His songs were a thousand and five — Being the son of the greatest of human lyrists, the sweet psalmist of Israel, he naturally inherited the gift of poetry and song. Of these thousand and five songs there now remain but the seventy-second and one hundred and twenty-seventh Psalms and the Canticles, though the authorship of the latter is a controverted question. But though most of the Proverbs and Songs of Solomon are lost to us, their silent influences, flowing through unseen channels, may have greatly affected both the ancient and modern literature of the East, and may still be studied in the apocryphal books of Ecclesiasticus and the Wisdom of Solomon.

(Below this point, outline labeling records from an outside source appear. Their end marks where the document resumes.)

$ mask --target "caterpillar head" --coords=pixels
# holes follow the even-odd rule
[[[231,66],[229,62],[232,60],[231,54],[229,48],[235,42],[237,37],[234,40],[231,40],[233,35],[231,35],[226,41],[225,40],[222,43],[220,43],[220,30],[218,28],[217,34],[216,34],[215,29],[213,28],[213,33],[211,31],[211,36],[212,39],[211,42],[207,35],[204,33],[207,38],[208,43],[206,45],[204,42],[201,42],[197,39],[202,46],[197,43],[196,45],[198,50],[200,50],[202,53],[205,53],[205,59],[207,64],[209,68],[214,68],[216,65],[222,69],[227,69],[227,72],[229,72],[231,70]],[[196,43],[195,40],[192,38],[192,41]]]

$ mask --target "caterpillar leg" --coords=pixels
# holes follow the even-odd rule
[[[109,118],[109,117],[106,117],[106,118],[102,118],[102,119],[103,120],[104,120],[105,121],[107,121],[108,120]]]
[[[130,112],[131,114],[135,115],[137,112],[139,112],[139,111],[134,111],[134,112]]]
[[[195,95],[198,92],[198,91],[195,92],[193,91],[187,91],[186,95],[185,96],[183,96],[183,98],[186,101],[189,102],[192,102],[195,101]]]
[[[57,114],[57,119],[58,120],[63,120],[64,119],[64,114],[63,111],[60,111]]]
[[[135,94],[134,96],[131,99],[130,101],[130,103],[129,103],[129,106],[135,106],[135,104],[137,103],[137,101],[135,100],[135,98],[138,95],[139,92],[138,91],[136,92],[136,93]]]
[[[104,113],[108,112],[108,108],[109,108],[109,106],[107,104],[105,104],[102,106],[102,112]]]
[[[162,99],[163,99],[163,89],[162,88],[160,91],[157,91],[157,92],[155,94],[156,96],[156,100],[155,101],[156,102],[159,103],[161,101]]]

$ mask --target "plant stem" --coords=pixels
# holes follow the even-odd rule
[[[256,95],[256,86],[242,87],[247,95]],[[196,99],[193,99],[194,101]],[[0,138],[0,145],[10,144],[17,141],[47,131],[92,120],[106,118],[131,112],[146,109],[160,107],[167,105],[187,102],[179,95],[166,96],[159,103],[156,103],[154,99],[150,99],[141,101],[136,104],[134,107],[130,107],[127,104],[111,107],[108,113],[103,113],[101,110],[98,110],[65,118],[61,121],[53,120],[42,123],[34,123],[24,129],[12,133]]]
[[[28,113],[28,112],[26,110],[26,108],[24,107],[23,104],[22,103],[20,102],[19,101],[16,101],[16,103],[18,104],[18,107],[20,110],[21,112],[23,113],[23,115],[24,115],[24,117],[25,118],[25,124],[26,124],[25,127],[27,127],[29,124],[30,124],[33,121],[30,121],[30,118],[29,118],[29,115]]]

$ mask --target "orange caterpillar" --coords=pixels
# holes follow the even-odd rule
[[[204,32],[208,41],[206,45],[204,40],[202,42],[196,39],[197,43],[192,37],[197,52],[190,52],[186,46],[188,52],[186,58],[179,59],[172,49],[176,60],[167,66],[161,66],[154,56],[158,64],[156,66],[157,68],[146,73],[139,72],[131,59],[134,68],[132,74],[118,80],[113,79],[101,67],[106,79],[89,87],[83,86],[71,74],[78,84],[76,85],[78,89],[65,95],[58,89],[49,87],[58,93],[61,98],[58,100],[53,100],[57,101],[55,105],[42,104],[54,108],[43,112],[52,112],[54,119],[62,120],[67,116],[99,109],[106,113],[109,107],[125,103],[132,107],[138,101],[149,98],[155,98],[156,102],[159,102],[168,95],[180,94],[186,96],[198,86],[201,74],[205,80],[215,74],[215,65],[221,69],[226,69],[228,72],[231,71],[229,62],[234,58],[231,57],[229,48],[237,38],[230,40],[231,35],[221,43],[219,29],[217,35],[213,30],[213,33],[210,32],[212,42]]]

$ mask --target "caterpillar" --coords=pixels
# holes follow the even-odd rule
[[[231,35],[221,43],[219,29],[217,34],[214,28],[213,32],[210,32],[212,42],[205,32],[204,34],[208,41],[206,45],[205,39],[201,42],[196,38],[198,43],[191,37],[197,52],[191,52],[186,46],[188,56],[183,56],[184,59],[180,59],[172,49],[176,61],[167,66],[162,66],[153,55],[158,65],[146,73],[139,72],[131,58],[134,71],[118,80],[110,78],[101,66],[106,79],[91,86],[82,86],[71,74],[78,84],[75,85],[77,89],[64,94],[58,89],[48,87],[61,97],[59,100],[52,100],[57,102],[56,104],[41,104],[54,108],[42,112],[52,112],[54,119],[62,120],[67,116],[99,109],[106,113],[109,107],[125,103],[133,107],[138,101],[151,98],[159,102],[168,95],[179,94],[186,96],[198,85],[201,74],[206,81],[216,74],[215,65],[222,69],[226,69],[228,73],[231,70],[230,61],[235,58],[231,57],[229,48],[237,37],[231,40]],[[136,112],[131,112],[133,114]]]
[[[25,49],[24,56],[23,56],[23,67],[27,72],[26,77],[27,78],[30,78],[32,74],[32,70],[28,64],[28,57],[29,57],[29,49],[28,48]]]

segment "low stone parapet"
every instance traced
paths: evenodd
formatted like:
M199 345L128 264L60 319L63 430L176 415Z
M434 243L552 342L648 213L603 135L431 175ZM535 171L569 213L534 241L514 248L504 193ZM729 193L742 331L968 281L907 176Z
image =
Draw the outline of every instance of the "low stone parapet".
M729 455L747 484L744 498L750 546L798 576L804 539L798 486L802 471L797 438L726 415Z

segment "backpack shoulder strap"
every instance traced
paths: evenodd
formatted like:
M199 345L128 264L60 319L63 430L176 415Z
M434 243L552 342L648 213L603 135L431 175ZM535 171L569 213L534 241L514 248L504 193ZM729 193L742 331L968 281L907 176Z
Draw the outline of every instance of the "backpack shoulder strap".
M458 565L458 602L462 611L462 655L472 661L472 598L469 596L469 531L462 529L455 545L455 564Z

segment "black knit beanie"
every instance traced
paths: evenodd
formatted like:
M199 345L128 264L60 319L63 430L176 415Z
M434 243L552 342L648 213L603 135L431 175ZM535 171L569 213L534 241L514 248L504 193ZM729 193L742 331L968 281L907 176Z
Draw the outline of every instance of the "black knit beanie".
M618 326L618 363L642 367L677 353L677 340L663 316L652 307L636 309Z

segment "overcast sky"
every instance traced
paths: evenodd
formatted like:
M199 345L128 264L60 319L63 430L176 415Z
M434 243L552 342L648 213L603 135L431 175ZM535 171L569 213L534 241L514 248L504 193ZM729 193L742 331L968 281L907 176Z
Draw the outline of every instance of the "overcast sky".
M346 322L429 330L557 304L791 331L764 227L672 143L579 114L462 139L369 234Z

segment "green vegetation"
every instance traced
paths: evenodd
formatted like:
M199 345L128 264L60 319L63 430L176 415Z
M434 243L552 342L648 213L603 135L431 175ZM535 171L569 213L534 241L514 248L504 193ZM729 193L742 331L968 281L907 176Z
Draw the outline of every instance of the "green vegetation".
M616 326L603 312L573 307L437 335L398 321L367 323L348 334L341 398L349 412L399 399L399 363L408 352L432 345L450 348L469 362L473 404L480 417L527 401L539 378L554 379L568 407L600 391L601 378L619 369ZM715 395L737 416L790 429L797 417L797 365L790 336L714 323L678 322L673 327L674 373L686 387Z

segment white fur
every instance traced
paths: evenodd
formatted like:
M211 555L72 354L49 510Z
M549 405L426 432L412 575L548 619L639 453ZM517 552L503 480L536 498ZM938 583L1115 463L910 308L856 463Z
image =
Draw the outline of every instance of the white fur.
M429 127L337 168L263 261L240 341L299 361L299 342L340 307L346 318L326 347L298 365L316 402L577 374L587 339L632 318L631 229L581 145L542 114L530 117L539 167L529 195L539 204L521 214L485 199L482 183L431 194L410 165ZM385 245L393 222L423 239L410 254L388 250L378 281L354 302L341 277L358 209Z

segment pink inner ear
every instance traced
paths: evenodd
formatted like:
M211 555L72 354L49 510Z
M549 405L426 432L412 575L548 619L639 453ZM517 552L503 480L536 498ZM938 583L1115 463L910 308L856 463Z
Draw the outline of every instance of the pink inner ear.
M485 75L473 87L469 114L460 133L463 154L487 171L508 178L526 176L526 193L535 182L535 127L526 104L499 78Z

33.He spake of trees’ beasts’ fowl’ creeping things’ fishes — He enjoyed rare opportunities for becoming familiar with the various species of both the animal and vegetable creation. His extended commerce with all nations brought to him specimens of all rare trees, plants, and animals. Cedars he multiplied in his own land like sycamores; (1 Kings 10:27;) his navies and caravans supplied him apes and peacocks, horses and mules, and spices. 1 Kings 10:22; 1 Kings 10:25. Compare Song of Solomon 4:13-14. That he composed and wrote scientific treatises on botany and natural history, as many commentators have assumed, is not necessarily the meaning of this verse. In the concluding chapters of Job, and in many of the Psalms and Proverbs, we find many wise sayings and parabolic allusions based on the wisdom of God as displayed in the creation; and it seems more natural, on the whole, to suppose Solomon’s sayings about trees, etc., to have been of this character. And so Irenaeus observes that Solomon “expounded psychologically the wisdom of God which is manifest in creation.” So also Josephus: “He spake a parable upon every sort of tree, from the hyssop to the cedar; and in like manner, also, about beasts, and about all sorts of living creatures, whether upon the earth, or in the seas, or in the air; for he was not unacquainted with any of their natures, nor omitted inquiries about them, but described them all like a philosopher, and demonstrated his exquisite knowledge of their several properties.” And so his sayings on these subjects were probably more of the character of natural theology than of natural science. No wonder that his fame went through all lands, and attracted, among others, the queen of Sheba to his court. Chapter 10.